Das „oben herum“ zählt – verstehen, was die Profis machen.

Wer bei Youtube West Coast Swing Videos anschaut und das dann mit dem vergleicht was man in den Anfängerkursen lernt, der beginnt manchmal zu zweifeln ob er wirklich den gleichen Tanz lernt, wie das was er bei Youtube sieht.

Wenn man versucht zu verstehen, was Profi-WCS-Tänzer tanzen, dann machen viele den Fehler und schauen auf die Füße und versuchen zu erkennen welche Schritte getanzt werden.

Wenn man aber das Schema eines Tanzes auch bei Profis erkennen will, dann muss man auf die Hände, bzw. Arme schauen:

Start auf der 1

Das wirklich charakteristische, was man auch bei Profis meistens sehr gut erkennen kann, ist die Beschleunigung des Followers bei der 1, wenn die neue Figur startet.

Der Anchor

Wenn man weiß, wo die 1 war, dann weiß man auch, dass vorher eine Anchoraktion war. Bei den Profis ist das aber in den seltensten Fällen ein einfacher Triple-Step. Man kann diese Aktion aber immer daran erkennen, dass zumindest kurz eine stationäre Phase in der Verbindung von Leader und Follower stattfindet.

Dazwischen

Wenn man mal erkannt hat wo die Figuren beginnen und enden, dann wird man bemerken, dass dazwischen nicht 6 oder 8 Beats sind – obwohl alle Figuren im West Coast Swing doch eigentlich 6-count oder 8-count Figuren sind. Die Profis variieren die Grundfiguren, indem sie mehrere Figuren per Rock&Go miteinander verknüpfen oder durch stalking verlängern. Außerdem werden auch sehr häufig die Handhaltung gegenüber der Grundfigur variiert. Aber selbst wenn man das alles weiß und berücksichtigt, dann wird man sich erst 50% von dem erklären können, was dort getanzt wird. Der Rest, der dort getanzt wird ist aber meistens gar kein klassischer West Coast Swing, sondern es sind freie Elemente, die manchmal aus anderen Tänzen ausgeborgt wurden – heutzutage sehr häufig auch aus dem Contemporary – oder die einfach nach Lust und Laune, manchmal erst in dem Moment wo es getanzt wird erfunden werden. Das ist auch in Ordnung, so lange die grundsätzlichen Spielregeln des Tanzes eingehalten werden – insbesondere die Connection ist von essentieller Bedeutung – auch wenn sie in extremen Fällen nur noch visuell hergestellt wird (wenn sich beide Partner nicht mehr berühren, dann muss man schauen, was der andere macht.).
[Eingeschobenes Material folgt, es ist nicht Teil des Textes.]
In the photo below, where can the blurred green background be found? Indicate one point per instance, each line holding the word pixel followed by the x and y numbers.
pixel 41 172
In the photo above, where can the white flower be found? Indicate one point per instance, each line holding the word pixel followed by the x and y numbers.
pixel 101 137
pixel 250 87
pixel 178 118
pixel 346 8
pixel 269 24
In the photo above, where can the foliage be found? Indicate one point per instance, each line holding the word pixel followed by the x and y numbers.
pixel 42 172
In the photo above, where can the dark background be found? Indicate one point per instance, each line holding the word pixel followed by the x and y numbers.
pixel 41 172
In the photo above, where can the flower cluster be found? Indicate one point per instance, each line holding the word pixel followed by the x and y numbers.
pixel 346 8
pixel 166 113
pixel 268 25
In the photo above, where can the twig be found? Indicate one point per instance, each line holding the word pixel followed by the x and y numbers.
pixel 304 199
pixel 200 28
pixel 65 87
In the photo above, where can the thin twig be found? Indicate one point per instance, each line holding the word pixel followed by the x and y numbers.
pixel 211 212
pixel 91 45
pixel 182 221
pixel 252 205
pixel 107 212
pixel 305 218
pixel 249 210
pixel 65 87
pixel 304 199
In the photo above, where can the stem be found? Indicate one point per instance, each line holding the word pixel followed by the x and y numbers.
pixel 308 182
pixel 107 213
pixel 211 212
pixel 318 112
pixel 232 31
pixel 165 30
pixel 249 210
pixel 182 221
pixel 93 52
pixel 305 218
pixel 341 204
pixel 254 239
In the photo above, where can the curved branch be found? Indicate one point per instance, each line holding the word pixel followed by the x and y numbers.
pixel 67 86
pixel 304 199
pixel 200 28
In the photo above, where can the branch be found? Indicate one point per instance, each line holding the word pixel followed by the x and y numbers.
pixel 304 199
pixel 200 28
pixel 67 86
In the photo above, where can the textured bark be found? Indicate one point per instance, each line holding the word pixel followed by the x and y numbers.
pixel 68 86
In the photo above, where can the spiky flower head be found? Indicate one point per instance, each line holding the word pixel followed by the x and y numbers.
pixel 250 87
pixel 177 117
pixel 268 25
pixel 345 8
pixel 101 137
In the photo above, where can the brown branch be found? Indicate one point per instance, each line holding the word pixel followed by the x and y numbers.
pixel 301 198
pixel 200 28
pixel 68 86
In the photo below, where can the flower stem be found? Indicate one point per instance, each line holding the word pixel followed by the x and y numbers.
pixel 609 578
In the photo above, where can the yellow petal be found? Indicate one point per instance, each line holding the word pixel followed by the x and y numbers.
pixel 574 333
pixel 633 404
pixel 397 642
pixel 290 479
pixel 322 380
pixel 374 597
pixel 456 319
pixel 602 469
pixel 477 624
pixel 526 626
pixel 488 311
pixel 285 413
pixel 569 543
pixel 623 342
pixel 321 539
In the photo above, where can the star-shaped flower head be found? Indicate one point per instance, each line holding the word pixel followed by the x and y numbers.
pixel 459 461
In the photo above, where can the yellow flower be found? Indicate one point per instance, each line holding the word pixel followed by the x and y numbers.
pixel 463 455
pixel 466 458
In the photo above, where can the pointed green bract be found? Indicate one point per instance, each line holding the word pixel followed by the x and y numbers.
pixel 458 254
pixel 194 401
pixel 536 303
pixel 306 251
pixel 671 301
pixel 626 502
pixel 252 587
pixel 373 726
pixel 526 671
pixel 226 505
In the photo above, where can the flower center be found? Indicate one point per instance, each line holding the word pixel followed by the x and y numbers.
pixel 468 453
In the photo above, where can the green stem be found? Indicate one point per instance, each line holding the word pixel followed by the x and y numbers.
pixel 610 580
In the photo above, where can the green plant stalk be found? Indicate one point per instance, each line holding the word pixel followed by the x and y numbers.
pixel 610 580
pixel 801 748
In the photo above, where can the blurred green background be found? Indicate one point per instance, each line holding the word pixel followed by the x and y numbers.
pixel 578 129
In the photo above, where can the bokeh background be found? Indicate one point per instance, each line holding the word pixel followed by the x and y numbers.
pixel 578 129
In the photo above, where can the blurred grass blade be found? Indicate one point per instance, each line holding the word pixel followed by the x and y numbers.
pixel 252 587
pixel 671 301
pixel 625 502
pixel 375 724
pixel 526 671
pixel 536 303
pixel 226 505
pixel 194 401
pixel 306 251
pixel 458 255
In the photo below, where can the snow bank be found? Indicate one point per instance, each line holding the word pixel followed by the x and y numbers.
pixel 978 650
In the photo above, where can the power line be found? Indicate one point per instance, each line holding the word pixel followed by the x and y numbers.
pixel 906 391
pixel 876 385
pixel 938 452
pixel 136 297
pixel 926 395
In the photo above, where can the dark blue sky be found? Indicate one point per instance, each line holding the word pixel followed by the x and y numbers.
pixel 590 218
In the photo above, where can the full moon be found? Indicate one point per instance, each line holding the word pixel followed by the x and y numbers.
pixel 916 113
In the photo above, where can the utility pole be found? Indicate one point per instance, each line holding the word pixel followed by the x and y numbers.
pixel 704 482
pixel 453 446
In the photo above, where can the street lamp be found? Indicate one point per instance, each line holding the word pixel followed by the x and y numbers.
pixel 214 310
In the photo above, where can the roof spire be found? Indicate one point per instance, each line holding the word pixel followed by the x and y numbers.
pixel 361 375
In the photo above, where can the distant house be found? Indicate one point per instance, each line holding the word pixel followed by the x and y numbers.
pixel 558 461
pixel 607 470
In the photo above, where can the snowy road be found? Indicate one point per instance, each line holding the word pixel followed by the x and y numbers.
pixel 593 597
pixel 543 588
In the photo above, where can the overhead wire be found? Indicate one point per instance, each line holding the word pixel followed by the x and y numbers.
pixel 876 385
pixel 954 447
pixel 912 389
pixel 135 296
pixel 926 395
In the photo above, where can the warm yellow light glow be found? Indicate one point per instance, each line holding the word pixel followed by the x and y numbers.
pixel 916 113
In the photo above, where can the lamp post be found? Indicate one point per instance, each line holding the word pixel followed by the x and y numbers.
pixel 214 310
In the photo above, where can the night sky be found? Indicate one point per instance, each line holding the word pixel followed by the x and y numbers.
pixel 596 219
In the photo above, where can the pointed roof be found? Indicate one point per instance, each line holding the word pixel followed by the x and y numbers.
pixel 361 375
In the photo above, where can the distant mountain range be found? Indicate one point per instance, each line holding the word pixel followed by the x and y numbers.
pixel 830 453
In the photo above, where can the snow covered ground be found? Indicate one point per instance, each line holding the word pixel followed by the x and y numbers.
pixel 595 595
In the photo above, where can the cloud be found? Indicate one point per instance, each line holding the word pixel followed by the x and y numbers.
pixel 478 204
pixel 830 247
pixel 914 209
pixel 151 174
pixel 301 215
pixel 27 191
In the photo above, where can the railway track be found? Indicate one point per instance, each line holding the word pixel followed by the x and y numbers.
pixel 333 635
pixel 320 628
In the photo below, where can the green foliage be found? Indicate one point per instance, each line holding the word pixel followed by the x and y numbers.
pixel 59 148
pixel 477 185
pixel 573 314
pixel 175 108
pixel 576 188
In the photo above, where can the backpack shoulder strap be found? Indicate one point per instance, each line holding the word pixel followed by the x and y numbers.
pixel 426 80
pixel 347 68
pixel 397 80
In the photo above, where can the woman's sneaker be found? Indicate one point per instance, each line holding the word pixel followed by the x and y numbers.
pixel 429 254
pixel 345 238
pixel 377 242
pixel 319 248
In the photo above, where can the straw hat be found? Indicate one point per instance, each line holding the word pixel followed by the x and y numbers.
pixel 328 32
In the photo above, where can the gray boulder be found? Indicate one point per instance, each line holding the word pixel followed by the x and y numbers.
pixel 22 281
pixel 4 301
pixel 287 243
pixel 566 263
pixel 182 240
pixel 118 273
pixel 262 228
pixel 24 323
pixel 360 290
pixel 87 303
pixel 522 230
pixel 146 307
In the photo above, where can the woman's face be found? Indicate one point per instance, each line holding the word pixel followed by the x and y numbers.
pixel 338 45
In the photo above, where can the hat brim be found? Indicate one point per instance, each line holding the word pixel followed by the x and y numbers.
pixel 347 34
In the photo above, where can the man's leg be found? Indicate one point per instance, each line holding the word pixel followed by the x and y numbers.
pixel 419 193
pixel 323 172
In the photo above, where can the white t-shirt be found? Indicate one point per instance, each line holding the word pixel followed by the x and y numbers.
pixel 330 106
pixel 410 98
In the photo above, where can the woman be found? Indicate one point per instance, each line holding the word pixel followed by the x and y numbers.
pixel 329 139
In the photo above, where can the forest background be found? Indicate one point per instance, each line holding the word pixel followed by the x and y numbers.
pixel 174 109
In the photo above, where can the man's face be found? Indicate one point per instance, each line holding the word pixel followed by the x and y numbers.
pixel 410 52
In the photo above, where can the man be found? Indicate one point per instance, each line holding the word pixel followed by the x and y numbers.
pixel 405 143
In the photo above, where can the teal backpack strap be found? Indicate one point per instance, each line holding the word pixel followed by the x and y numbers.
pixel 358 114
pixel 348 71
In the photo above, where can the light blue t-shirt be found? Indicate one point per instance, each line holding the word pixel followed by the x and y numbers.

In diesem älteren (von der Bildqualität relativ schlechten) Video kann man sehr gut sehen, wie besonders John Lindo über weite Passagen nur steht und frei interpretiert. Bei modernem West Coast Swing ist das Schema zwar im Prinzip das gleiche, aber es ist schwerer zu erkennen.

Warum helfen mir die Füße beim Verständnis nicht?

Die Füße helfen nicht, da man an den Füßen nur sehr schwer sehen kann ob z.B. gerade eine Beschleunigung des Followers statt findet oder ein Anchoring.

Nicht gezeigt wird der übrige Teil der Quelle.